Norhydrocodone is the major metabolite of the opioid analgesic hydrocodone. It is formed from hydrocodone in the liver via N-demethylation predominantly by CYP3A4. Unlike hydromorphone, a minor metabolite of hydrocodone, norhydrocodone is described as inactive. However, norhydrocodone is actually an agonist of the μ-opioid receptor with similar potency to hydrocodone, but has been found to produce only minimal analgesia when administered peripherally to animals. This is likely due to poor blood-brain-barrier and thus central nervous system penetration.

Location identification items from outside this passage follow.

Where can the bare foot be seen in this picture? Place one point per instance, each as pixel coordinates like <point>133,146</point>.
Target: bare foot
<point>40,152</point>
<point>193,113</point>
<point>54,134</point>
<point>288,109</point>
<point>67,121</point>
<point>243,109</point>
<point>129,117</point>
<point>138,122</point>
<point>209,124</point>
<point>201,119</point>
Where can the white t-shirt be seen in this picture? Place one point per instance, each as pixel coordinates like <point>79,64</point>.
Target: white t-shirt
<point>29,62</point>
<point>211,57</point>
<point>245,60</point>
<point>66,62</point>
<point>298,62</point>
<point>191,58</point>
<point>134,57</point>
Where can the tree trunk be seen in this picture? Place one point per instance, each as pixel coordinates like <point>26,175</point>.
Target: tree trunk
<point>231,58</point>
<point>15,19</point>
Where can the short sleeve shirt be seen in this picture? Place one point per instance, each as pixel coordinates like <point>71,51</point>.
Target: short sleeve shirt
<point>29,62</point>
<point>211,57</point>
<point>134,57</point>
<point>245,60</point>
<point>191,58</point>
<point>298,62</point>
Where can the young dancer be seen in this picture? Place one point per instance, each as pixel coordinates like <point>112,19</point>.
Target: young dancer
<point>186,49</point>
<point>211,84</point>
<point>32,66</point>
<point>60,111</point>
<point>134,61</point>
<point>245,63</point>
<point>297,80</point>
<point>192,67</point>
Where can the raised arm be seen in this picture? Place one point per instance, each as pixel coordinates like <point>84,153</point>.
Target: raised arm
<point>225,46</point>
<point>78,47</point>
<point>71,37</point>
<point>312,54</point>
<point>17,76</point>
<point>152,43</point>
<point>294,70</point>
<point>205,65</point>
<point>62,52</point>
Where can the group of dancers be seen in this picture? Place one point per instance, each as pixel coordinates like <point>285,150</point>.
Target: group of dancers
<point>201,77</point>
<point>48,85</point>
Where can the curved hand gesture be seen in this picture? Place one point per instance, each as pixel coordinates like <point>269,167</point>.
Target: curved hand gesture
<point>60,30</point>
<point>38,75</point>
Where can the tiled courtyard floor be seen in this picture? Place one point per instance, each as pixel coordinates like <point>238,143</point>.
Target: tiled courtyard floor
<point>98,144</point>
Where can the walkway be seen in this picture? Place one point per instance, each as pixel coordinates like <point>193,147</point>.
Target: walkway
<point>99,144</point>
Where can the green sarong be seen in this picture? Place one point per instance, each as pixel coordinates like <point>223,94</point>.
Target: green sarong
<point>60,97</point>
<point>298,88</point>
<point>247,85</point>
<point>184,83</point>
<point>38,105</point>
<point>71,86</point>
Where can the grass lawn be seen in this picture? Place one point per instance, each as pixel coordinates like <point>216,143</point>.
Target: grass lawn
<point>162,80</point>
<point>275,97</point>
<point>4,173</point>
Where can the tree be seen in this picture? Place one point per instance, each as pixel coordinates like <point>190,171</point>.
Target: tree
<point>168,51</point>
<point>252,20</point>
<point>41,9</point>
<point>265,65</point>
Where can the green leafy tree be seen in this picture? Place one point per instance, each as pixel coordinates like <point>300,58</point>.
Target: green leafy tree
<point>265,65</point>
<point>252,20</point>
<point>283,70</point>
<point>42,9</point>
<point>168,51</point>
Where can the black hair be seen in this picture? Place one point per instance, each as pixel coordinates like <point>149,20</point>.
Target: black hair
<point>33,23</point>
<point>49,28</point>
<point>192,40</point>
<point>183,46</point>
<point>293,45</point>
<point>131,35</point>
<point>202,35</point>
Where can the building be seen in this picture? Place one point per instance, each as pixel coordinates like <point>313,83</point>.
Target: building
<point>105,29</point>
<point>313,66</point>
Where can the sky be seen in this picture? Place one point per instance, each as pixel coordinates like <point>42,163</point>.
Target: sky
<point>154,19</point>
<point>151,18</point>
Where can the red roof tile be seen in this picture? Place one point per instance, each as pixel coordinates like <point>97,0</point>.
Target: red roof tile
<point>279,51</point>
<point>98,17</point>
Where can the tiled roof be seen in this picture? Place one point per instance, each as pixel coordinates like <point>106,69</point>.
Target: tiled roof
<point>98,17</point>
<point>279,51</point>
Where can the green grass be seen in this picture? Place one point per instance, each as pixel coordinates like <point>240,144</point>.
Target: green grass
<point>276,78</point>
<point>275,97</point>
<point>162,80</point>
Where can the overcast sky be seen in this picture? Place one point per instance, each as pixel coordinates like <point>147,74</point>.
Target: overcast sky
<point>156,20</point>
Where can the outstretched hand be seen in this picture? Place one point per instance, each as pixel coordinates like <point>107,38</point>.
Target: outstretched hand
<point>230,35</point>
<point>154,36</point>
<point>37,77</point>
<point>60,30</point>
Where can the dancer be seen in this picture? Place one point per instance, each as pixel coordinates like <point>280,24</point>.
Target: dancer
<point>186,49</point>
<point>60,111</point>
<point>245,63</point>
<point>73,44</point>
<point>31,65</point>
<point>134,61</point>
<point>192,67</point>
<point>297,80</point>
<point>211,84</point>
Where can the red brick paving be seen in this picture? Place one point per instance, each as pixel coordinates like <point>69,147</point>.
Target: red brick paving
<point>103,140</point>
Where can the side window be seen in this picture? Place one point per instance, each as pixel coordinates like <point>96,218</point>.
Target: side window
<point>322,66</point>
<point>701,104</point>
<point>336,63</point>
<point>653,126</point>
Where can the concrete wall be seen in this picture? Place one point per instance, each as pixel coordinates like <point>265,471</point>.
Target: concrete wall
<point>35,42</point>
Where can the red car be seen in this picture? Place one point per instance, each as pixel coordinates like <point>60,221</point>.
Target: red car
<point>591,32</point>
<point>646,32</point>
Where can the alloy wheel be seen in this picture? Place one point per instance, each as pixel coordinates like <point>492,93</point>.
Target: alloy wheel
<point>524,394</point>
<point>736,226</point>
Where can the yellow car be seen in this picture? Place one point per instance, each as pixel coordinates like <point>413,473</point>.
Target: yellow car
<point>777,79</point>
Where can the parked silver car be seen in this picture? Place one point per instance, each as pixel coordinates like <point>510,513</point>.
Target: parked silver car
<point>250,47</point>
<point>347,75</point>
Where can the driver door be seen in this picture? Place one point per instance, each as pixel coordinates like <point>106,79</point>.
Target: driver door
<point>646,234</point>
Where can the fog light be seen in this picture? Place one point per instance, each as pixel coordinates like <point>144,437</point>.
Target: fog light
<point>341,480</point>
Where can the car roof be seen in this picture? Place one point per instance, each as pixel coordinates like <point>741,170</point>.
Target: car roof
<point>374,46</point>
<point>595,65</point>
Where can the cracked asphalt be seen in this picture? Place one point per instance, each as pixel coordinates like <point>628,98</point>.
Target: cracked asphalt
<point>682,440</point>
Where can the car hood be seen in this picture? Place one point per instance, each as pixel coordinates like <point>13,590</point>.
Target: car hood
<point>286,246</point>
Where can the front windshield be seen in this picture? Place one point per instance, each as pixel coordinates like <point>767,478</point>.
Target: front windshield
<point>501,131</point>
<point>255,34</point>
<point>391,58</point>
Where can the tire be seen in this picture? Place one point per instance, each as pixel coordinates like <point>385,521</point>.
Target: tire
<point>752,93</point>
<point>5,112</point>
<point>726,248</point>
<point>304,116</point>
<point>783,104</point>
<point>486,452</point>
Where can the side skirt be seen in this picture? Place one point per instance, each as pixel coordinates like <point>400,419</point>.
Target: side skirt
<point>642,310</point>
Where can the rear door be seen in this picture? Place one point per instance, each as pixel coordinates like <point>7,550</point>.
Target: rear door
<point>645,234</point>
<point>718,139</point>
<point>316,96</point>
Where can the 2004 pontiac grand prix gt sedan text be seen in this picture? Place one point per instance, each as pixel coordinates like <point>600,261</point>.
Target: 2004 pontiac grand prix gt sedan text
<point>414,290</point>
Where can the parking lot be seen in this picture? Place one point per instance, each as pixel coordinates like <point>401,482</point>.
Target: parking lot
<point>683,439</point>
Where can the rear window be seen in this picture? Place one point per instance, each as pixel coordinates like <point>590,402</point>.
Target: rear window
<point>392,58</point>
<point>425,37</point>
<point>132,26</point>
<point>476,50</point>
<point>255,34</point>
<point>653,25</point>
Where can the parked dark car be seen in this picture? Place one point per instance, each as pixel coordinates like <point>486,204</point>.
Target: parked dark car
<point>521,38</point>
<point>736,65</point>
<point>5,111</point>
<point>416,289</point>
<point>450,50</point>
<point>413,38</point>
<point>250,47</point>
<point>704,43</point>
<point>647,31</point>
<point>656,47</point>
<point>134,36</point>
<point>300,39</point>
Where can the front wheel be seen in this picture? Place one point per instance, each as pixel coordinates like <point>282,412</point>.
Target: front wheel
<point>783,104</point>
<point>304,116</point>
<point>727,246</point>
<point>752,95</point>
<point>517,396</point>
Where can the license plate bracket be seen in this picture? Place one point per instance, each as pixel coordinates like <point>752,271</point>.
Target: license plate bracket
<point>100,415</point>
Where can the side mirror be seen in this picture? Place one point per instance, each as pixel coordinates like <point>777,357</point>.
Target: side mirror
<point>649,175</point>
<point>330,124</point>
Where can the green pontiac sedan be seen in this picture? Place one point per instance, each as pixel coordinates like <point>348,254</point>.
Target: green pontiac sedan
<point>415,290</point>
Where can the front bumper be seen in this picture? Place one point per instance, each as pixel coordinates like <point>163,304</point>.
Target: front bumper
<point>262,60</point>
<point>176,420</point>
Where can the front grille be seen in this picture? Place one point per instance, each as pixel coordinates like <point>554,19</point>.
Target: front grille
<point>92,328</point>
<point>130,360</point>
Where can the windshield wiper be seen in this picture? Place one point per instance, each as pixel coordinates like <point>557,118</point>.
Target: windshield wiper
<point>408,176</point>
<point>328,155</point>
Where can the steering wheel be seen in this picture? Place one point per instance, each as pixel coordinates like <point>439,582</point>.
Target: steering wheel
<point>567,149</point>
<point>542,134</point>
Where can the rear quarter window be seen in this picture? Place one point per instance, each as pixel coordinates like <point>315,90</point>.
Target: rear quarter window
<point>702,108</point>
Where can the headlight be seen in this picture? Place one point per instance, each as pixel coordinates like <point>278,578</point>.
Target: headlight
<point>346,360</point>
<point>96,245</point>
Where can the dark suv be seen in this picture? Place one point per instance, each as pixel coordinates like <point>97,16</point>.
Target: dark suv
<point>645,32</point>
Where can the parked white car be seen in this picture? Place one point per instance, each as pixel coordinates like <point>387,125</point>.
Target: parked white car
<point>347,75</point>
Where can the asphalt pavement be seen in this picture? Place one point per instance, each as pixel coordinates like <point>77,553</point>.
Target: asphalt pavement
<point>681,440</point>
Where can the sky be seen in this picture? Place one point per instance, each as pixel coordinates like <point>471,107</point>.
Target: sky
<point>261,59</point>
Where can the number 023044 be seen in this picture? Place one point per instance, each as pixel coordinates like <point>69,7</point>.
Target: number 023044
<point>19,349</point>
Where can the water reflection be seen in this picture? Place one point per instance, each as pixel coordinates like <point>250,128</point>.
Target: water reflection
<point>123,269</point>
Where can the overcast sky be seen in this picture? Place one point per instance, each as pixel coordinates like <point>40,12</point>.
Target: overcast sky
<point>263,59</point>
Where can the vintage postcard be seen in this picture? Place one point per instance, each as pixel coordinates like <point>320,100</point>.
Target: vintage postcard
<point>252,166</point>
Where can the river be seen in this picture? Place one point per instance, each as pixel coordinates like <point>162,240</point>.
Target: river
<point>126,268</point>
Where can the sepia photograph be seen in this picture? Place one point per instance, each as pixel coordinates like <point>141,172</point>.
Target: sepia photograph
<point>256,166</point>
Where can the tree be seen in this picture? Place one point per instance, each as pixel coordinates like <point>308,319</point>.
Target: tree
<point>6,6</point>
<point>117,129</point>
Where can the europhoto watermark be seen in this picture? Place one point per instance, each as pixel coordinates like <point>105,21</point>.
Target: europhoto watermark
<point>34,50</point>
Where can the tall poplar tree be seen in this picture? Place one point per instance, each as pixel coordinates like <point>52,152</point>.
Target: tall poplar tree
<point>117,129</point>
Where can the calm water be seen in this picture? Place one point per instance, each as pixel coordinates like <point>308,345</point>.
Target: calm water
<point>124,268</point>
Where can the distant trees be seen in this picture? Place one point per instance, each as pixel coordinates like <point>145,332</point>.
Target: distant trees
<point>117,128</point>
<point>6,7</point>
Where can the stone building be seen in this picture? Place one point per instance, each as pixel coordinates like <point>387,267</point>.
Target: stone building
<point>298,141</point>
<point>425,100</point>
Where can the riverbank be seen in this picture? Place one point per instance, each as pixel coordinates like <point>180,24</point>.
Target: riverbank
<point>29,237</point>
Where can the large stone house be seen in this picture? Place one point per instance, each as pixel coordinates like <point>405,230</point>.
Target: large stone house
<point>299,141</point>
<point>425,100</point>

Noroxycodone is the major metabolite of the opioid analgesic oxycodone. It is formed from oxycodone in the liver via N-demethylation predominantly by CYP3A4. Noroxycodone binds to and activates the μ-opioid receptor (MOR) similarly to oxycodone, although with one-third of the affinity of oxycodone and 5- to 10-fold lower activational potency. However, although a potent MOR agonist, noroxycodone poorly crosses the blood-brain-barrier into the central nervous system, and for this reason, is only minimally analgesic in comparison.
Methocinnamox (MCAM) is an opioid receptor antagonist. It is a pseudo-irreversible non-competitive antagonist of the μ-opioid receptor and a competitive antagonist of the κ- and δ-opioid receptors. The drug has a very long duration of action of up to months with a single dose due to its pseudo-irreversibility. It is administered in animals by intravenous or subcutaneous injection.